Use the routine MDM.createFK() to mangle the Foreign Key data.
Note: It is a datamodel design best practice to indicate that the column contains a foreign key by suffixing its name with Fk. This enables not to forget to mangle the data in the Data Integration perspective.

Before-saving/Before-deleting return values

DON’T:

Do not write raw, technical XML for a before-saving or before-deleting return value. This is technical, hard to read, and doesn't ensure the future maintainability of this return value.

DO:

Use the routine MDM.createReturnMessage() to build the return message value. This abstracts the XML message used in the column, and makes the component much more readable.

Documentation & Labels

As for any other kind of Talend job, documentation is crucial to quickly understand what the process is about. It should be possible to get the maximum of details without having to dig into each component setup.

These are some examples on how you can document the MDM components, sorted from poor to well-documented:
No documentation

This is the standard component, out of the palette. You should avoid having components in your jobs with the standard tMDMInput label, like this one.

Here, it is impossible to guess what entity you're going to read. One can't really understand the logic set in the component.

As a matter of fact, someone that doesn't know the job will have to open the component and read the whole Basic Settings and Advanced Settings to get an idea of what the component is about here, which can be a loss of time, and a hassle when it comes to jobs maintenance.

Poor

This is the default label when you drag and drop a component from the Talend MDM repository metadata to the job.

This gives a first level of information, by showing the name of the entity you're using.

It can be enough if the input isn't filtered, and if it's a very straightforward use of the component.

Fair

This kind of label is interesting when you setup some options in the MDM component (eg. filters in a tMDMInput, partial update in a tMDMOutput).

This gives the developer a rapid, efficient way to understand the component logic in this job.

No need to open the Parameters tab to understand here, everything is explained in the label.

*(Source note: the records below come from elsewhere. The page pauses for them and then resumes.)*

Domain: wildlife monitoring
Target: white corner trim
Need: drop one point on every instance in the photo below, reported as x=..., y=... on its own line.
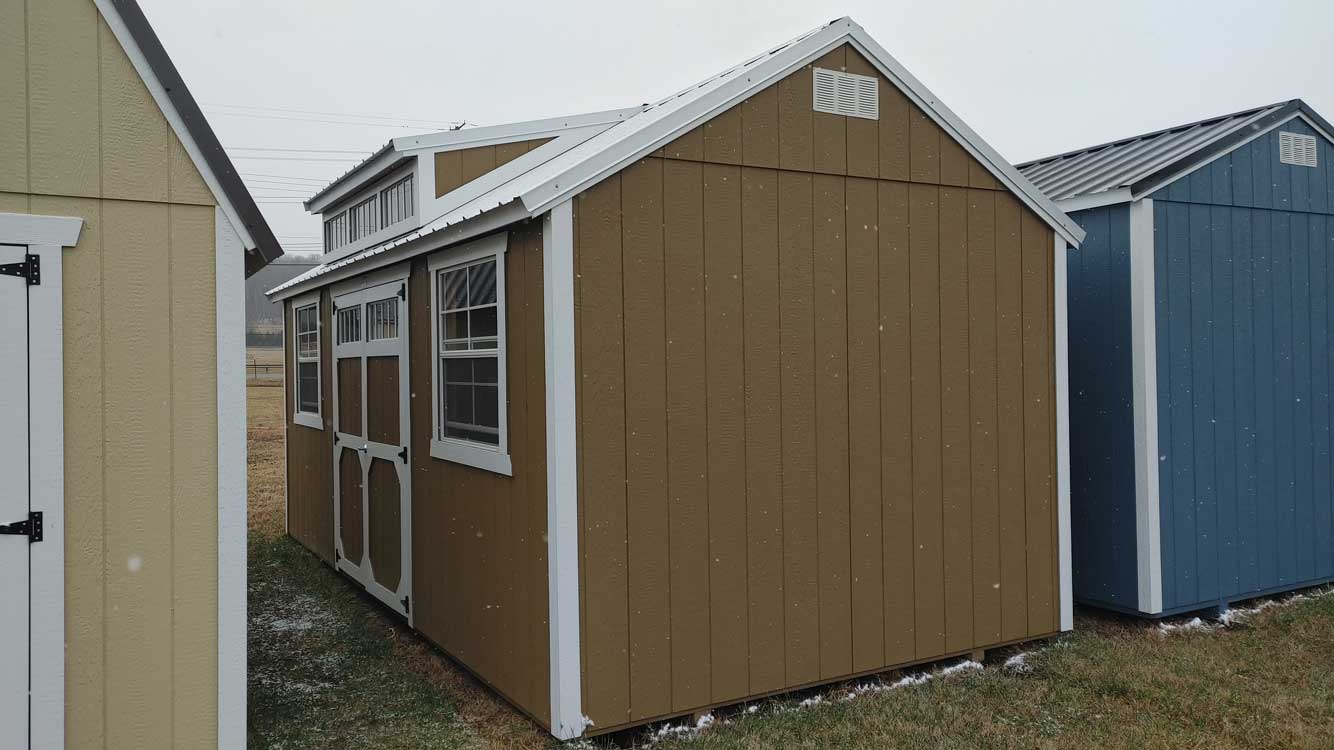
x=178, y=126
x=30, y=228
x=567, y=719
x=231, y=483
x=1067, y=602
x=1143, y=355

Well-documented (with tooltip)

In some cases, it can be interesting to tick the Show information checkbox, in the Documentation pane, to add a tooltip to the component.

This is mainly used when you need more room to explain a complex logic set in the component, or to add side-notes.

There is no need to set it on every MDM component though. Just keep it only for special or more complex cases when you need a top-notch documentation.